1. The plaintiff's appeal is dismissed.

2. Of the costs of appeal, the part pertaining to the participation in the appeal shall be the intervenor joining the Plaintiff.

Reasons

1. The reasoning for the court’s explanation of this case is as follows, except for adding the judgment as set forth in the following paragraph (2) to the assertion that the plaintiff newly adopted or emphasized in the trial of the court of first instance, and therefore, it is identical to the reasoning for the judgment of the court of first instance. Thus, it is citing this as it is by

2. Additional matters to be determined;

A. 1) The Plaintiff is obliged to bear the freight charges incurred by the Defendants, the importer, at the port of arrival, on the grounds that the Plaintiff is obliged to pay the freight charges incurred before the first supplied goods were returned after having arrived at the port of Busan, under the terms and conditions of the import transportation contract CFR (the terms and conditions of the CFR).

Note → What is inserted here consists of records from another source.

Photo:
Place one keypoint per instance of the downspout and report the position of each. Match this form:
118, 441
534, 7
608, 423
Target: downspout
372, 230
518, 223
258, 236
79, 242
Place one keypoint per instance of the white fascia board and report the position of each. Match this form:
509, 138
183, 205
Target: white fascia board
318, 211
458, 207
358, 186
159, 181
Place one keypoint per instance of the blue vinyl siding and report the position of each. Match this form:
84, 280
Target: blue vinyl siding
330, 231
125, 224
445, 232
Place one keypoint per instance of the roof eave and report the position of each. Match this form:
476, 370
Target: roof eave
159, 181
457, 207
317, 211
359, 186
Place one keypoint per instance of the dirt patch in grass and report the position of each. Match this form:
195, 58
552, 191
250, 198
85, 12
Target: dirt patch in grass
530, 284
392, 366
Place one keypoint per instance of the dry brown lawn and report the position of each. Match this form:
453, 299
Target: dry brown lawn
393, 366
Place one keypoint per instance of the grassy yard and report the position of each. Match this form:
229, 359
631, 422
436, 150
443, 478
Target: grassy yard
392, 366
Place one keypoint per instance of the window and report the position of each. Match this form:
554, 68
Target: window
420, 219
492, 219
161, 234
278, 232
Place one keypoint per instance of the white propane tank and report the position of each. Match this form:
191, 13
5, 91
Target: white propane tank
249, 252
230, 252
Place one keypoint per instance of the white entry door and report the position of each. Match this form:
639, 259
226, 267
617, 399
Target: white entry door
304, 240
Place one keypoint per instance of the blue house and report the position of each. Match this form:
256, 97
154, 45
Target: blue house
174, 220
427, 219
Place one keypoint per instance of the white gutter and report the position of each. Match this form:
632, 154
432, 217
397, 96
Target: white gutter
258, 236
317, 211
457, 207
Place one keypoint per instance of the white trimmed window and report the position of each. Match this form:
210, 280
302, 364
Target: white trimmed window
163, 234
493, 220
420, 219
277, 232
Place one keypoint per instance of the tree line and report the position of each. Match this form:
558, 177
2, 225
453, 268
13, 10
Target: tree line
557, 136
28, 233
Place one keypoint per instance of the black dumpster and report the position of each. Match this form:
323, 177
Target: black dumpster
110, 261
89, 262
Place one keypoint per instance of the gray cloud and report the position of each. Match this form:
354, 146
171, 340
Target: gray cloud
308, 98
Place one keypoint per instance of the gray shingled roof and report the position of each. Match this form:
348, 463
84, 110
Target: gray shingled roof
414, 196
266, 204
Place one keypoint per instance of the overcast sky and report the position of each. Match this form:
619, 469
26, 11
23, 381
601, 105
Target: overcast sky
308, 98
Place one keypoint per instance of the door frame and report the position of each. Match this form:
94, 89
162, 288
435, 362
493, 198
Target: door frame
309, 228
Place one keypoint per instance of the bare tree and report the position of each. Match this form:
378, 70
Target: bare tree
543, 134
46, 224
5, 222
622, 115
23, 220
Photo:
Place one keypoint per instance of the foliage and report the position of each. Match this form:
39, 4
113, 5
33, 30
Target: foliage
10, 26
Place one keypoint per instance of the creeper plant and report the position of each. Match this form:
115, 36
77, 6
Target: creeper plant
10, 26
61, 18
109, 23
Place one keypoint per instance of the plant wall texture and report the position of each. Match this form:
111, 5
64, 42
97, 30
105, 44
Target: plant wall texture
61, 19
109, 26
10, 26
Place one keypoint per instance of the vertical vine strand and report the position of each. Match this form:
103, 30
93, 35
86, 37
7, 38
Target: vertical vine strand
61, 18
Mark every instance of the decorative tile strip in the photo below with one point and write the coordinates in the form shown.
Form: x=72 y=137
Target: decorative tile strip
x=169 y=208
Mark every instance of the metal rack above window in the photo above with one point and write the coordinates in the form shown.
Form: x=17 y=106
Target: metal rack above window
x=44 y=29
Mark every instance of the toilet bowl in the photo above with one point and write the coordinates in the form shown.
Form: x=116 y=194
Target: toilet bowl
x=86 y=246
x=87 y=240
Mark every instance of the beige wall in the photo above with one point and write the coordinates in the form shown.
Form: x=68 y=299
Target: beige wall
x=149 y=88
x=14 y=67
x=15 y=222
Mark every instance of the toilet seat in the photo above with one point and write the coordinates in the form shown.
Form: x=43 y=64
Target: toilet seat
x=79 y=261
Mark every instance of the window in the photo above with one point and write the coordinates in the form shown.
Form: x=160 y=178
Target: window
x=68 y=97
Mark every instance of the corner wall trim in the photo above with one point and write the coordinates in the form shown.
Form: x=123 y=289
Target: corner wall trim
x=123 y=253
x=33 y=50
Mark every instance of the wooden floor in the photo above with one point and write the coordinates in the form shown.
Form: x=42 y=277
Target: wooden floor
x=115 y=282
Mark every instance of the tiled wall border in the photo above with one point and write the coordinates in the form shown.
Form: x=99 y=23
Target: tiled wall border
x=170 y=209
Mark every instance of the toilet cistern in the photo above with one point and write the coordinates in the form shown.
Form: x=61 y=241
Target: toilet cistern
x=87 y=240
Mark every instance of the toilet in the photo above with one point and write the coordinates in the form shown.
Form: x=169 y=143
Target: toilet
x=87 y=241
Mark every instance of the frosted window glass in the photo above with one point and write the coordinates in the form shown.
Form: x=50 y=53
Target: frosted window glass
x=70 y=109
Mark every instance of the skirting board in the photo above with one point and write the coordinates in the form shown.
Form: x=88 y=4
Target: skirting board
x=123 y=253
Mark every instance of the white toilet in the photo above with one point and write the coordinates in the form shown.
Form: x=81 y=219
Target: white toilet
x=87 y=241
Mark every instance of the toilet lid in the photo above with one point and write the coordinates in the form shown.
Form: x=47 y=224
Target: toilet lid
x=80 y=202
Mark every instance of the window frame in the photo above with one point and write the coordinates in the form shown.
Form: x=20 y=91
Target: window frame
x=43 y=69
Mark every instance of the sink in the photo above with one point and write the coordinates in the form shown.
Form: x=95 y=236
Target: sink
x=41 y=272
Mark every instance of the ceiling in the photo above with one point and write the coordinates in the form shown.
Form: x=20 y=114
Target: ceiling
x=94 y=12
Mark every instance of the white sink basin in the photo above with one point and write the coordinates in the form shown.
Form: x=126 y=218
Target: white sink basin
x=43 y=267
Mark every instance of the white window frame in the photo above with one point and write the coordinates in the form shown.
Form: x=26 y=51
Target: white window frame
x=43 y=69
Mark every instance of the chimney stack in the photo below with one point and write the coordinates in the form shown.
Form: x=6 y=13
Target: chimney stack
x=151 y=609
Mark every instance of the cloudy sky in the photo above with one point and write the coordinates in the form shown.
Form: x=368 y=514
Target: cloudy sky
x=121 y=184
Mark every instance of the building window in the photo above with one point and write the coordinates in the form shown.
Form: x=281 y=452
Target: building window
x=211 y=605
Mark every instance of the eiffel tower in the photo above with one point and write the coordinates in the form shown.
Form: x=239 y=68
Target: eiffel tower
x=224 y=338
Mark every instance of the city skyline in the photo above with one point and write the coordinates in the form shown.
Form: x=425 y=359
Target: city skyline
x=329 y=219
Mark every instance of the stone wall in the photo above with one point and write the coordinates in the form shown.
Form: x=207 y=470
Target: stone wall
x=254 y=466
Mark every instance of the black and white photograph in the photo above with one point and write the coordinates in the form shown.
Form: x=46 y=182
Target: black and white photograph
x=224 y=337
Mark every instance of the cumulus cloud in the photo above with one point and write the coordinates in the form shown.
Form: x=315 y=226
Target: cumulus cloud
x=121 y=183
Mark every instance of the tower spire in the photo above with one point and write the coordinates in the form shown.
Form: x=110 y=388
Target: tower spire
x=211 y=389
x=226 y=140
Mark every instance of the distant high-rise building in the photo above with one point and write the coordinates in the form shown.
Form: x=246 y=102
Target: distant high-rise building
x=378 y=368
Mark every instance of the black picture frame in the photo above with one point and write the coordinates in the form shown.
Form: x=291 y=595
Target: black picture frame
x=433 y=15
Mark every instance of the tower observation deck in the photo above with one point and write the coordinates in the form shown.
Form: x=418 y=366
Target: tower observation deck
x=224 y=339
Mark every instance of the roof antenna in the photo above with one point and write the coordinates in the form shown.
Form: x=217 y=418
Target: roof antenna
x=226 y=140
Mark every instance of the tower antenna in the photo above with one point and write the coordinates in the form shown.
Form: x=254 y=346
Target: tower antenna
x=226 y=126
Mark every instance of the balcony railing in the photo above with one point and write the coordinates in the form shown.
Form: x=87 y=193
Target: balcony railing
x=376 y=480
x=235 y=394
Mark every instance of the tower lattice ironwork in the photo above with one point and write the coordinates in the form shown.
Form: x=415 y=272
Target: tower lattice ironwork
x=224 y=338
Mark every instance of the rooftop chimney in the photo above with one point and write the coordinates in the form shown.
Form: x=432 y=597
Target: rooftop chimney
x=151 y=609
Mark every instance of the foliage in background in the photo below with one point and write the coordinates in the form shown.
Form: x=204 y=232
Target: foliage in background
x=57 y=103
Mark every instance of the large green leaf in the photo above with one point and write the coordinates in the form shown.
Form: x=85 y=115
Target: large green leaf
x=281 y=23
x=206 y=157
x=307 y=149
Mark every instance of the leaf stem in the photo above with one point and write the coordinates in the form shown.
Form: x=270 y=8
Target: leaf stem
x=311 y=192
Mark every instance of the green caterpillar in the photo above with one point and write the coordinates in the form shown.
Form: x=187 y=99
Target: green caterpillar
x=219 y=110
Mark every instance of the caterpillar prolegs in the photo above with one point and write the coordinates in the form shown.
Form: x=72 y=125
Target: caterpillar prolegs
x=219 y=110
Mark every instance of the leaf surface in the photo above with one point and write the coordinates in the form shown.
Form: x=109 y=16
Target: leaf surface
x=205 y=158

However, the importer is obliged to bear the freight charges incurred by the importer, excluding the risks incurred after the goods were delivered to the vessel and the maritime freight charges. Accordingly, the Defendants, the importer, should bear the freight charges incurred at

The author argues that the costs involved should be judged separately from who is the party to the contract of return.

According to the overall purport of Gap evidence Nos. 13 and 4-1, 2, and 5-1, 7-1, 2, and 2-2 of the evidence Nos. 13 and 4-1, 2, and 7-2 of the evidence Nos. 13 and the entire pleadings, the first supplied goods are divided into 5 containers of March 11, 2018 and 13 containers of March 25, 2018 and arrive at each Busan port. The defendants confirmed that one of the containers which arrive at March 11, 2018 was not normal products as a result of the verification that they were not normal products, they requested the return of five containers that arrive at D and 13 containers scheduled to arrive later, and the Defendants, according to a return agreement with D, passed on March 13, 2018.

3. Around 26, the Plaintiff expressed his intention to return (SHIP BACK) the primary supplied goods to the Plaintiff, and the Plaintiff

3. On March 22, 2018, the Plaintiff requested the Defendants to verify the export declaration customs clearance and the CY shipment schedule of containers that were used for traffic, and notified the Defendants of the shipment schedule for the cargo to be returned on March 22, 2018. According to the shipment schedule notified to the Defendants, the said cargo was returned.